Missed opportunity: The snow covered pines on top of Mt. Pocono

My drive home from Viddler HQ in Bethlehem, PA takes me over the northeastern-most tip of the Pocono Mountains – an area called Pocono Summit. During my drive home last Thursday I remarked that "The snow covered pine trees at the top of Mt. Pocono really deserve to be photographed."

I consider this an opportunity missed.

What reminded me of the fact that I missed this opportunity was a recently published entry from Henry David Thoreau’s journal, a journal I suggested that you subscribe to, about his thoughts on snow covered trees. He makes it all too clear that there is only a very small window in which you can enjoy such things.

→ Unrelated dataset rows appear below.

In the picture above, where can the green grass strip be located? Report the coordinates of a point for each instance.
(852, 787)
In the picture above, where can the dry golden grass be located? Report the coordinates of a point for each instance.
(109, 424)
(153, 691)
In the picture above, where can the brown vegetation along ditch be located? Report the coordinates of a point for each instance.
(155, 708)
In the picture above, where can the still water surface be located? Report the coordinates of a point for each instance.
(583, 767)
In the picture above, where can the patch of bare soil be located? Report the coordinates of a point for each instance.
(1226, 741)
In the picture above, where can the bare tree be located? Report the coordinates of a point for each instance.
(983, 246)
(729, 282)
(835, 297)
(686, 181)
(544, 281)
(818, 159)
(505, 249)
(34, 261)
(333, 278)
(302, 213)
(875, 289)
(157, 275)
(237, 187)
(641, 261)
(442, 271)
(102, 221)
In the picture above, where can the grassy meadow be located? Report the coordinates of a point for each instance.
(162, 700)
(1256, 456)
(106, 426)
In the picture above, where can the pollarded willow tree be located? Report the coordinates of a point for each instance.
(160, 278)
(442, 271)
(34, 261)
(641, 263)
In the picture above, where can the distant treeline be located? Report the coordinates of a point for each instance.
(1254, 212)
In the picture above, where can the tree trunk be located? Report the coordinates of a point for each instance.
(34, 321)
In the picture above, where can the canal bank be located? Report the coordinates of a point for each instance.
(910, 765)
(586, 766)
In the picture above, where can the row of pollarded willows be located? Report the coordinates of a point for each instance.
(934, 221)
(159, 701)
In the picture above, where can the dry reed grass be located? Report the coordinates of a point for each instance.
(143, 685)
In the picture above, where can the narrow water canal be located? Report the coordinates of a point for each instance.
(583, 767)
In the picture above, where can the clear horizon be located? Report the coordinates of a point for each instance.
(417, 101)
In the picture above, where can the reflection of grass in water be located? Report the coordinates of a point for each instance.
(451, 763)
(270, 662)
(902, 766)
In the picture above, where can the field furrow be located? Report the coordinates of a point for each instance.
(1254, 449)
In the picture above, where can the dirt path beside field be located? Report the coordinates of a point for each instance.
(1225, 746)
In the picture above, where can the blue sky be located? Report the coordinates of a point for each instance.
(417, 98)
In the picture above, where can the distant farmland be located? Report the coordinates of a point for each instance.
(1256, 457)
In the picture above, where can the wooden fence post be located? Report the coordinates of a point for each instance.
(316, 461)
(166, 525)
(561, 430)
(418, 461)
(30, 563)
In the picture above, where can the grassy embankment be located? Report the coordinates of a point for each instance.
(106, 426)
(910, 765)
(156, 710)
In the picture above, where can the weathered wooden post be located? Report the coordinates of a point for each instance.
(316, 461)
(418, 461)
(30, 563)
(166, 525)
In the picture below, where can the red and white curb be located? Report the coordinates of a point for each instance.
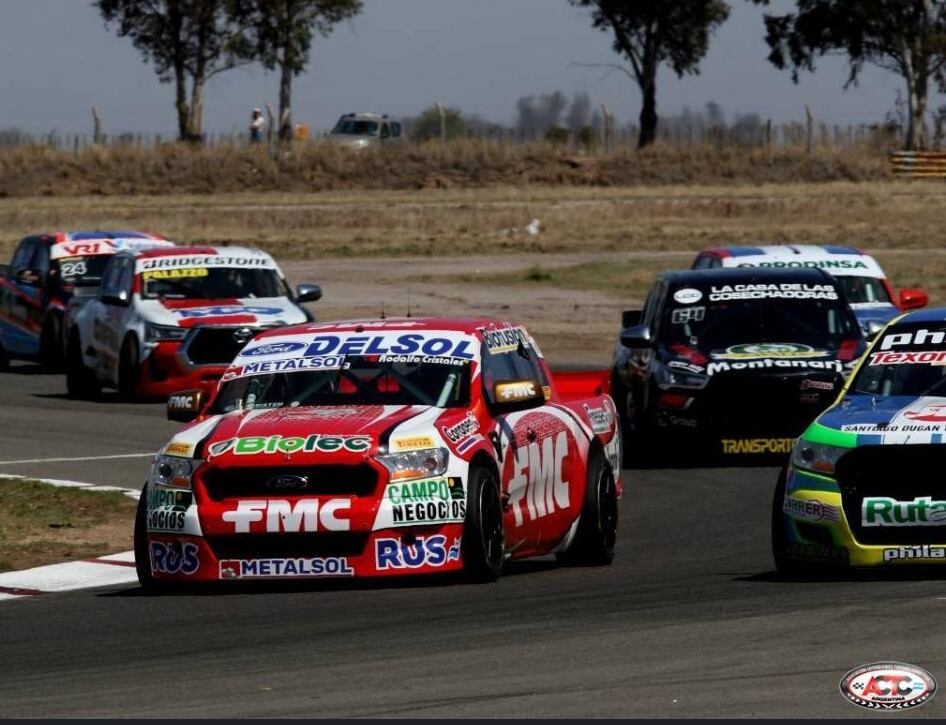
(68, 576)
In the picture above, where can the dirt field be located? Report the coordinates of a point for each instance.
(468, 251)
(43, 524)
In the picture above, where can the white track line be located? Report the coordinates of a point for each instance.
(81, 458)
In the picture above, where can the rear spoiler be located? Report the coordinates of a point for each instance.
(573, 384)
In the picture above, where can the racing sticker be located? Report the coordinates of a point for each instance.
(431, 501)
(683, 315)
(314, 443)
(756, 446)
(601, 418)
(190, 313)
(810, 510)
(186, 273)
(174, 557)
(923, 421)
(781, 350)
(261, 367)
(149, 264)
(504, 340)
(172, 511)
(410, 347)
(275, 568)
(432, 551)
(785, 291)
(884, 511)
(687, 296)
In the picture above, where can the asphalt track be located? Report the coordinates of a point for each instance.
(689, 621)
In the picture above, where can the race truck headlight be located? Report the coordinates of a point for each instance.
(667, 378)
(162, 333)
(816, 457)
(173, 471)
(415, 464)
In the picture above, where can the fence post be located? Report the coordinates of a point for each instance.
(442, 115)
(810, 129)
(96, 126)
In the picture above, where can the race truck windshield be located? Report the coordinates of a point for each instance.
(859, 290)
(710, 324)
(907, 360)
(352, 127)
(82, 271)
(210, 283)
(355, 380)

"I am afraid I have not described vividly enough the aspect of that Lodging Snow of the 19th and to-day partly. Imagine the innumerable twigs and boughs of the forest (as you stand in its still midst), crossing each other at every conceivable angle on every side from the ground to thirty feet in height, with each its zigzag wall of snow four or five inches high, so innumerable at different distances one behind another that they completely close up the view like a loose-woven downy screen, into which, however, stooping and winding, you ceaselessly advance. The wintriest scene, – which perhaps can only be seen in perfection while the snow is yet falling, before wind and thaw begin. Else you miss, you lose, the delicate touch of the master. A coarse woof and warp of snowy batting, leaving no space for a bird to perch."